Thursday, March 15, 2012

That Internal Record


There exists a place in our minds where records play. That is an obsolete term, I know. I could say internal itune, but somehow record seems to fit, perhaps because of its rotational motion. I've just finished revising the novel for Calyx Press and now I've got nothing to do but wait for the delivery of my twins. I am at this gray place again; it is March and I am in the house alone. I always seek this downtime and then when it comes, all I do is play the same record of worry, insecurity and discontent in my head. I'd rather not indulge myself in the lyrics. So, in order to pull the needle off the record, I've decided to spend lent rereading Rilke's Book of Hours (Love Poems to God). 
 
I have discovered, within the last year, that my spirituality is more transcendental than dogmatic. This blog has helped me do that. Although I respect and miss the traditions and ritual that go with religion, it seems the bad outweighs the good.

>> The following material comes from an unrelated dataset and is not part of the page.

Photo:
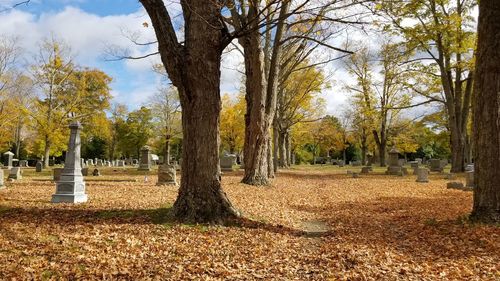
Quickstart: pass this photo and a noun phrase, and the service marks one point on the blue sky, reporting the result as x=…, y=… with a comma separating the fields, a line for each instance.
x=89, y=27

Religion for me, seems to be patriarchal, confining, perfunctory, and political. I find more inspiration from a poem than I do a prayer. The link to God exists when I create or walk the woods, not when I piously bow my head in a pew. When I read the following poem by Rilke, my spirit soars. This is different from the confinement I feel at Church where I am a follower and a repeater, repeating the words I am told to repeat, executing motions I am told to execute.

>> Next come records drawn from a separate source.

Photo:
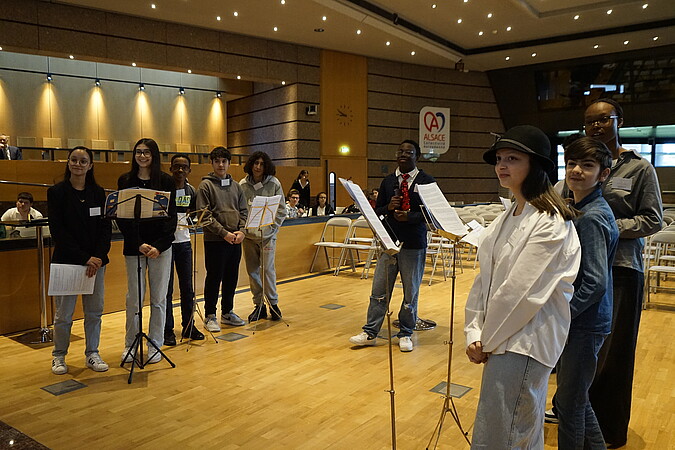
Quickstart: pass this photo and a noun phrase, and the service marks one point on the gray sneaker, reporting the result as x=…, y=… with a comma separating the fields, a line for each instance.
x=233, y=319
x=211, y=323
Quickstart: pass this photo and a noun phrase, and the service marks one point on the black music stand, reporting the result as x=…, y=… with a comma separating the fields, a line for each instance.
x=135, y=353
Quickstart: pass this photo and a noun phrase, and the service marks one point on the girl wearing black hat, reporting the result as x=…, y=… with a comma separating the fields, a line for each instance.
x=517, y=312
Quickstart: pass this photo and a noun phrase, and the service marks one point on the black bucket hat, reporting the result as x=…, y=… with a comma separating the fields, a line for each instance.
x=527, y=139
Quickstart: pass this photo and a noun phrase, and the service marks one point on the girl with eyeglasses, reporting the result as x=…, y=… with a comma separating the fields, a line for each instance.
x=81, y=236
x=151, y=240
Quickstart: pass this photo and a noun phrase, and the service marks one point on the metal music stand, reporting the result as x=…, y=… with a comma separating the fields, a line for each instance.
x=135, y=353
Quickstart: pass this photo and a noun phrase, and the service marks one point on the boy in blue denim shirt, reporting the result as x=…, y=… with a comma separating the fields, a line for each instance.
x=588, y=162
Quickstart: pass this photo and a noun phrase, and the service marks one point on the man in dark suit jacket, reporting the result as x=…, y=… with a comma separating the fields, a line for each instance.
x=7, y=151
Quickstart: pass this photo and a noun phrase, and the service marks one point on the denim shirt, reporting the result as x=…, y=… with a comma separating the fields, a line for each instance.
x=591, y=304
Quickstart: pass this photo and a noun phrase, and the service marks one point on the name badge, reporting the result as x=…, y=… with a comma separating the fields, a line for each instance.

I live my life in widening circles
that reach out across the world
I may not ever complete the last one
but I give myself to it.

I circle around God, that primordial tower.
I have been circling for thousands of years
and I still don't know: am I a falcon
a storm or a great song?

Joanna Macy, a renown Buddhist scholar and social activist writes about her discovery of this poem in the preface to the centenary edition of Rilke's Hours:

I felt a sense of release, as if I had been let out of a cage I had not known I was in. Rilke's images lent some pattern, even meaning to a life I thought had failed in its spiritual vocation...Rilke reminded me that if my spiritual appetite was greater than the tedious, cramped theorizing of the theologians, so was God. I could almost feel again the sense of belonging and purpose that I had thought I had forfeited.

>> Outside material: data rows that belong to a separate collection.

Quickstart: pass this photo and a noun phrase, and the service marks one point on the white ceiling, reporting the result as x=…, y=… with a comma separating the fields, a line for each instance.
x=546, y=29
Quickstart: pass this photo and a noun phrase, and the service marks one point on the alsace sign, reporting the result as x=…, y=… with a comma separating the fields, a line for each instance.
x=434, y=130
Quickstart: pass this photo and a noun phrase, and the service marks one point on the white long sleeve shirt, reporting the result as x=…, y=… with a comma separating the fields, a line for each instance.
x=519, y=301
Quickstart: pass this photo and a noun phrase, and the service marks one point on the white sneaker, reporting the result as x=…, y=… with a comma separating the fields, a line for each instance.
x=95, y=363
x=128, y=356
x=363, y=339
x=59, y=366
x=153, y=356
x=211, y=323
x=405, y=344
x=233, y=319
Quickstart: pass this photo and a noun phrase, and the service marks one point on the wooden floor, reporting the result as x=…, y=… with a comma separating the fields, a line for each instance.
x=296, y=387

I wholly agree with Macy about being “let out of a cage” and feeling “again the sense of belonging and purpose,” but it is a solitary effort. There is no sense of guilt to keep you in check, no demands of a community to keep you going back. You must go back by your own convictions and sometimes the record that plays in your head convinces you otherwise. It's doing that right now as I write this. I cannot, however, deny the line “I live my life in widening circles”; this speaks directly to the spirit and its maneuverings. It is a truth; the spirit is a seeker. And it is such a truth that parts the needle from the record, that sets you back on the creative/spiritual path. I need to remind myself now of my own words:

The purpose of being a writer is to rid yourself of the ambiguous, the gray, to pronounce your words with clarity and conviction. To crawl up from the void. To achieve the miraculous voice of unique self despite all the other amalgams of voices speaking in your ear.

Rilke himself told a friend in one of his letters that the process of writing “strengthened and stimulated the inspiration.” I agree with this entirely; the work of writing is itself inspiration. When I don't do it, I feel as if I have failed myself in some way. This is why I am somewhat conflicted about raising babies. Over and over again I ask, How do I keep this allegiance to myself?